IN October 2010, a Singaporean Chinese woman and her Caucasian permanent resident husband discovered that their baby's blood group did not match theirs.
The baby's complexion was also markedly different from theirs. More bad news was to follow when a DNA test showed that the baby born on Oct 1 2010 was not biologically related to the husband.
Thomson Medical Centre, which carried out the in-vitro fertilisation procedure in January, apologised when the incident was made public.
On Wednesday, the centre was charged in a district court for breaching the terms and conditions of its licence issued by the Ministry of Health (MOH) by failing to ensure that suitable procedures were followed in carrying out assisted reproduction treatment.
The charge does not make any reference to the baby mix-up, alleging that the centre had processed two semen specimens at the same workstation at the same time. Pipettes used at its fertility centre were also said to have been reused instead of being discarded, as is standard protocol.
The case was adjourned till Tuesday.
-- ST
you'd think they were using turkey basters and other redneck implements in their "hospital"
Thomson Medical fined for breaching licence
SINGAPORE: Thomson Medical has been fined the maximum S$20,000 after pleading guilty to breaching a condition of its Health Ministry licence some seven months after news broke about a sperm mix-up at the facility.

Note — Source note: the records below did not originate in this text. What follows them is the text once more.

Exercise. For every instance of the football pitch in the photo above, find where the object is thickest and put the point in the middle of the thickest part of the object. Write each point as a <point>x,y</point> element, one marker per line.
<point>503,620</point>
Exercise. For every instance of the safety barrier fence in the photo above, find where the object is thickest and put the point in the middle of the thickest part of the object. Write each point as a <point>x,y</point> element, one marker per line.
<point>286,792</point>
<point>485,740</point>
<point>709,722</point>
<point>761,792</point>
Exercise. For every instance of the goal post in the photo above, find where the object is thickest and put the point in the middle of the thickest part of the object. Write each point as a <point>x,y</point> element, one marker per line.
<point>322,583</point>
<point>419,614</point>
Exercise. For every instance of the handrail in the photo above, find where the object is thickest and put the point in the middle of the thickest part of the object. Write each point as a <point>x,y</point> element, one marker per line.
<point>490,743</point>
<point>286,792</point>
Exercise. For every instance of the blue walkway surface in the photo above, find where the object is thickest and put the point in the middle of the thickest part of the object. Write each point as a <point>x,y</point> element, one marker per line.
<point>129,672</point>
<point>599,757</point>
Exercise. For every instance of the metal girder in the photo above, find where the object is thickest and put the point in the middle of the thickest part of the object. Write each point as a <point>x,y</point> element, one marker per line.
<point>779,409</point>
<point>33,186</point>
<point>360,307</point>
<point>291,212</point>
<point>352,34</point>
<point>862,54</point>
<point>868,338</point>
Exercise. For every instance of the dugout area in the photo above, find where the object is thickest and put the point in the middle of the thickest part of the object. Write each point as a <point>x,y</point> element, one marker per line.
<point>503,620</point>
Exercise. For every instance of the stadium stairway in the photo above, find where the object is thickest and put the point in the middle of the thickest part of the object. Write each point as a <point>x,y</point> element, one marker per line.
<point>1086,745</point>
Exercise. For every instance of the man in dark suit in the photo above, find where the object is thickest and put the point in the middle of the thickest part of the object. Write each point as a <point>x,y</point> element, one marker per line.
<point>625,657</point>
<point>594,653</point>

The medical centre failed to comply with a clause which requires the assisted reproduction (AR) director to ensure suitable practices are used in carrying out AR activities, required by its licence under the Private Hospitals and Medical Clinics Act.
Thomson Medical had
processed at the same time two semen specimens inside one laminar hood -
a working space where procedures are performed in a laboratory - on Jan
23 last year.
The centre also failed to discard, after each step
of processing, instruments known as disposable pipettes, which are used
to hold liquids.
Instead, the centre labelled the disposable pipettes and kept them for use in subsequent processing for the same patient.
Last
November, it was reported that one of the centre's units, the Thomson
Fertility Centre, had wrongly used another man's sperm to impregnate one
of its patients.
The couple, a Singaporean Chinese woman and
her Caucasian permanent-resident spouse, has decided to keep the child
even though the husband's sperm was not the one used in the botched
in-vitro fertilisation (IVF) procedure.
Following the mix-up, the Health Ministry imposed a suspension of all new AR activities at the centre in November last year.